In neun Schulen der K-Tipp-Stichprobe lag der CO2-Gehalt während mindestens einer Lektion bereits nach 15 Minuten über 1000 ppm – und stieg danach immer weiter an. In der Kantonsschule Glarus stieg der CO2-Gehalt bereits 5 Minuten nach Beginn einer Lektion auf über 1000 ppm und erreichte gegen Ende der Lektion gar 1700. An der Bezirksschule Aarau lag der CO2-Gehalt vor dem Beginn einer Lektion über 1000 und stieg bis auf 1800.
An der Schule Oberbuchsiten SO überschritt der CO2-Gehalt 10 Minuten nach Unterrichtsbeginn 1000 und stieg in der darauffolgenden Lektion auf über 2000 ppm. Ab diesem Wert ist die Luft laut Bundesamt «hygienisch inakzeptabel». Mit maximal über 2700 ppm wurde in der Kantonsschule Stadelhofen der höchste Wert gemessen. Die Schulleitung nahm dazu keine Stellung.
Die Bezirksschule Aarau schreibt dem K-Tipp, die Lehrer würden instruiert, wie sie gemäss Bundesamt für Gesundheit richtig lüften sollten.

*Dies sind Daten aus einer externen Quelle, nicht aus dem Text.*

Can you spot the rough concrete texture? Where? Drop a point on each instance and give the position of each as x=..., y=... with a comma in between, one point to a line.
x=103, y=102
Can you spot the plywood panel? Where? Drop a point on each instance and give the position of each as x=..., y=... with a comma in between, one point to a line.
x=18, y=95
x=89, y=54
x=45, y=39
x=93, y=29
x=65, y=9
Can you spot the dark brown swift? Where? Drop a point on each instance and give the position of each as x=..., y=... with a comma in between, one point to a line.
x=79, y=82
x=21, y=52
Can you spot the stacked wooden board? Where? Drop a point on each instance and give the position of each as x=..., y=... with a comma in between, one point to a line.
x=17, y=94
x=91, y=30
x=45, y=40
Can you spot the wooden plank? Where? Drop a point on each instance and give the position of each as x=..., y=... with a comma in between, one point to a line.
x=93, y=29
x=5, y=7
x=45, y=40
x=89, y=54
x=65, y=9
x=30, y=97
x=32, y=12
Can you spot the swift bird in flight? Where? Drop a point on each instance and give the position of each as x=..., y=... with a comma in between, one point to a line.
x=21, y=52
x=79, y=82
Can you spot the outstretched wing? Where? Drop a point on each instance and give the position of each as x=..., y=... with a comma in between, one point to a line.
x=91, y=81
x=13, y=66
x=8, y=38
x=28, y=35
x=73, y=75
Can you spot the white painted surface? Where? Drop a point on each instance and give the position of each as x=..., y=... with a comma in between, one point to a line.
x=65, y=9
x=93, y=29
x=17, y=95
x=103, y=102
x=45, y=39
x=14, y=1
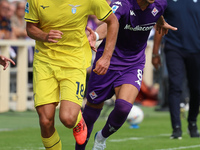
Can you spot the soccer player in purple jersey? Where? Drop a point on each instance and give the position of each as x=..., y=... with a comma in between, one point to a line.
x=124, y=75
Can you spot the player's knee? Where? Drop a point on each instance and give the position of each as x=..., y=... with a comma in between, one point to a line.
x=68, y=120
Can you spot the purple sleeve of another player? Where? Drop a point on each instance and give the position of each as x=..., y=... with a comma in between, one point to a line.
x=119, y=8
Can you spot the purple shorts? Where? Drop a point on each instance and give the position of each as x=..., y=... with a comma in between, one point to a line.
x=101, y=87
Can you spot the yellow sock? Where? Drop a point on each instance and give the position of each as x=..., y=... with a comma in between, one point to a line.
x=52, y=143
x=78, y=118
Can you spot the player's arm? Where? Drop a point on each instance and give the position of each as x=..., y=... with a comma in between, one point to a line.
x=4, y=61
x=110, y=31
x=37, y=34
x=162, y=26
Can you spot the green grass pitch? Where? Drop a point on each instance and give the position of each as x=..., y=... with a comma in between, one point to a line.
x=20, y=131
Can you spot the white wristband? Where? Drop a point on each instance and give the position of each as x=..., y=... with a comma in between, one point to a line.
x=97, y=36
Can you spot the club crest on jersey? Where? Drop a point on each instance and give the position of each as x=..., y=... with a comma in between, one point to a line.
x=93, y=95
x=154, y=11
x=114, y=8
x=27, y=8
x=73, y=8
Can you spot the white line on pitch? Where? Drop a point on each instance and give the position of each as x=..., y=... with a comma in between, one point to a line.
x=182, y=147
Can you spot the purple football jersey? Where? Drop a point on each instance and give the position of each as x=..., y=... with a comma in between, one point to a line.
x=135, y=26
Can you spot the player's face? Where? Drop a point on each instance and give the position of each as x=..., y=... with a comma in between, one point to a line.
x=150, y=1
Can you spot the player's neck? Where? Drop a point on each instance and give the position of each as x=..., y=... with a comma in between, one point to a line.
x=143, y=4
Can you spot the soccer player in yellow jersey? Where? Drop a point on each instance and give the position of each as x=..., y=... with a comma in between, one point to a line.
x=4, y=61
x=62, y=54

Zudem würden regelmässig Messungen durchgeführt. Bei schlechten Werten würden Massnahmen ergriffen – etwa konsequenteres Lüften. Die Kantonsschule Glarus erklärt, sie verleihe CO2-Messgeräte an Lehrer und habe Lüftungsanlagen installiert. In stark belegten Klassenzimmern müssten die Lehrer trotz Lüftungsanlage regelmässig die Fenster öffnen.
Es reicht nicht, nur in der Pause zu lüften
Lufthygieniker Benoit Sicre von der Hochschule Luzern hat bei eigenen Messungen ähnlich schlechte Luftwerte festgestellt. Er bemängelt: «Gerade im Winter lüften die meisten Lehrer zu selten. Wenn sie in der Pause nur ein paar Minuten die Fenster aufmachen, ist die Luft schon zu Beginn der nächsten Lektion wieder schlecht.» Aktuelle Messungen des Kantons Luzern zeigen, dass der CO2-Gehalt in 61 Prozent der 216 untersuchten Klassenzimmer 1000 ppm überschreitet. In Graubünden steigt er in 60 Prozent der 150 untersuchten Zimmer sogar regelmässig über den Wert von 2000.
Die sechs Kantone, in denen die K-Tipp-Stichprobe stattfand, begnügen sich damit, Schulen auf Empfehlungen des Bundesamts hinzuweisen: Die Lehrer sollen zwischen den Lektionen sowie alle 20 bis 25 Minuten lüften.
Laut Benoit Sicre genügt die Umsetzung der Empfehlungen des Bundes teilweise nicht. Er empfiehlt, in jedem Klassenzimmer mit einem CO2-Messgerät zu prüfen, wie oft und lange gelüftet werden muss. Auch Lufthygienikerin Claudia Vassella vom Bundesamt für Gesundheit räumt auf Anfrage ein, dass der CO2-Gehalt schnell 1000 überschreiten kann, selbst wenn sich die Lehrer an alle Vorgaben halten – etwa bei Räumen mit kleinen Fenstern oder bei dichter Belegung.
Luftqualität: Das können Eltern tun
Eltern sollten Lehrer und Schulleitung auffordern, Luftfilter und CO2-Messgeräte zu beschaffen. Gute Luftfilter gibt es für unter 200 Franken (K-Tipp 15/2021). Ein CO2-Messgerät können Lehrer unter www.ktipp.ch/co2 für eine Woche gratis ausleihen. Wenn die Messgeräte zeigen, dass ein Klassenzimmer schlecht belüftbar ist, sollte die Schulleitung die Klasse verkleinern. Experten raten, spätestens bei einem Umbau oder Neubau geeignete mechanische Lüftungen einbauen zu lassen.